The scary thing about this book5 is how quickly countries can move from the small things — the rhetoric, the ritual displays of national loyalty — to actual straight-up genocide. A robust democracy with lots of participation by its citizens is a strong line of defense against mass ethnic violence, so it is, again, incumbent upon us to be that. Defend our institutions, and participate early and often in our democracy, any way that you can.

  1. Sidebar, I have thought for years that it’s a bad idea to use the word “evil” to describe people who do particularly awful crimes like child abuse or murder. It’s an othering kind of word that absolves us of any commonalities we may share with the so-called evildoer, and I think that makes us less willing to believe that these crimes can happen close to us. Waller says, “Extraordinary human evil can never be simply distilled to one particular psychiatric diagnosis. To do so is to project evil exclusively onto some small segment of the population instead of acknowledging its imminent presence in each of us.” In other words, if only evil people abuse children, and our kid’s friend’s stepfather does not appear to be evil, then how can we believe our kid’s friend if she says the stepfather touched her inappropriately? He’s not evil, right? And abusers are evil? SEE HOW THIS LEADS TO BAD OUTCOMES?

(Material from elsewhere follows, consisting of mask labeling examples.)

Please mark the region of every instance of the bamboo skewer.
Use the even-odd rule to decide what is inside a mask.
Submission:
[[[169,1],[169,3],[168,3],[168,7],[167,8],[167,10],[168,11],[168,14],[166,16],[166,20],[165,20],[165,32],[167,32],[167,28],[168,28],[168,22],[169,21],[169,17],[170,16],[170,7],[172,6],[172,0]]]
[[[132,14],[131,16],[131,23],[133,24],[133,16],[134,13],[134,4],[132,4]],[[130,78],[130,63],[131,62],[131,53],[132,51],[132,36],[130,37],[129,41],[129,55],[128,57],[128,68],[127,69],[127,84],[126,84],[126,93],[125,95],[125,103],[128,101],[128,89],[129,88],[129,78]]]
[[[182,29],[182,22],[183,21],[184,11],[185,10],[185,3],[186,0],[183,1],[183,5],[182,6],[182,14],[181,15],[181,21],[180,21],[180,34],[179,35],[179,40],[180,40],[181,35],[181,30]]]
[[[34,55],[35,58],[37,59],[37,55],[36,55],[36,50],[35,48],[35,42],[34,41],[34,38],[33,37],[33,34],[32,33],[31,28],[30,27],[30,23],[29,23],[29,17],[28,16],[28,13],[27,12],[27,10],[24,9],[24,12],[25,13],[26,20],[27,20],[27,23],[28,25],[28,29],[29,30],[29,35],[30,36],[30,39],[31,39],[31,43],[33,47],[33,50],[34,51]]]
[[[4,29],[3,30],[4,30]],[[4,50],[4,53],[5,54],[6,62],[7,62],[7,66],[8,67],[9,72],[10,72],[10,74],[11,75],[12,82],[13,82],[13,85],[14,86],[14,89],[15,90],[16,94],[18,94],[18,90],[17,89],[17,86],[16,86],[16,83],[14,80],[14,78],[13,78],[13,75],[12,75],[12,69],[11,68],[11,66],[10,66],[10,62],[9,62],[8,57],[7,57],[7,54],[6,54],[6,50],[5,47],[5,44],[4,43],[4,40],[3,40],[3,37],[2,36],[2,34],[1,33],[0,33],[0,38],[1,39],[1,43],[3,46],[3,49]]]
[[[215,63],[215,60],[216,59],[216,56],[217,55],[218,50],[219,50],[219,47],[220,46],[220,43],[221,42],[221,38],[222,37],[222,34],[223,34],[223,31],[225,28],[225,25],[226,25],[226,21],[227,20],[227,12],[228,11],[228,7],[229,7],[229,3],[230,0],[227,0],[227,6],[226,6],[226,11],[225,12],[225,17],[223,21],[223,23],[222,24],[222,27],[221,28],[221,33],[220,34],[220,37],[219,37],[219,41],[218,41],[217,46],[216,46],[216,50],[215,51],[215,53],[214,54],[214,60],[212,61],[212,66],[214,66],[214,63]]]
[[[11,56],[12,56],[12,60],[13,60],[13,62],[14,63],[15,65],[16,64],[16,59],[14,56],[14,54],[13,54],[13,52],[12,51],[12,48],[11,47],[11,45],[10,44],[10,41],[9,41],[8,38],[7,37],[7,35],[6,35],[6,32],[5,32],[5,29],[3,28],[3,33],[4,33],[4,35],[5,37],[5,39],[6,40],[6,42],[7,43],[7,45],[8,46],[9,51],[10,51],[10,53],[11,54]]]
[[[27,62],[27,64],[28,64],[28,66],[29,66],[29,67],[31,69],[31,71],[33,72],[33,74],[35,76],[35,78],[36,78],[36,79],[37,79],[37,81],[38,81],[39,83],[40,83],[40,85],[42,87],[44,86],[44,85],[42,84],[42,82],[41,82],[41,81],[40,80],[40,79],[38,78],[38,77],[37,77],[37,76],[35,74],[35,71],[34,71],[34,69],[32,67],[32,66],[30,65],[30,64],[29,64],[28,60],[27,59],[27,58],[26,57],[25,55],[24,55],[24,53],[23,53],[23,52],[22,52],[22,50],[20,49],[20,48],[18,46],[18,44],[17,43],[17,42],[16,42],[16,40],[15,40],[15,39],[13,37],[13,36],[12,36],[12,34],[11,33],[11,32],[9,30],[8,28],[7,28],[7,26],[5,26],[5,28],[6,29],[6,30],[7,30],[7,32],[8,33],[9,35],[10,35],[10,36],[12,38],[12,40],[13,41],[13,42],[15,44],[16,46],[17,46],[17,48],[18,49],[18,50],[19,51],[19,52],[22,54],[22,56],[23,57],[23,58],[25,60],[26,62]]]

  2. Man, this post is reeeeeeally how to win friends and influence people 101, n’est-ce pas? “First she said we can’t call child abusers evil, now she’s slagging off all of evolutionary psychology, wot a jerk.” I KNOW I KNOW but honestly I think I am correct on both fronts. Waller addresses some of the criticisms of evolutionary psychology but not really its untestability. Whatever, dude. You know what you did. (Maybe this is better in the second edition.)
  3. This does not reflect well on me, but I admit that I was reading this book trying to see if any of these things applied to me. I am okay on suspicion of outsiders, I think! But I do want to emphasize that this did not happen by magic: My parents taught me to be this way, and I have spent a lot of time in my adult life actively eradicating suspicion of outsiders from my brain by having as diverse a range of life experiences and reading material as possible. I recommend these strategies to everyone. They are not perfect, but they help.
  4. Again, I don’t endorse the use of the word evil. I think it’s a word that’s too unspecific to be of much use in contexts such as these, but whatever, I’m following Waller’s vocab use for the purposes of this post.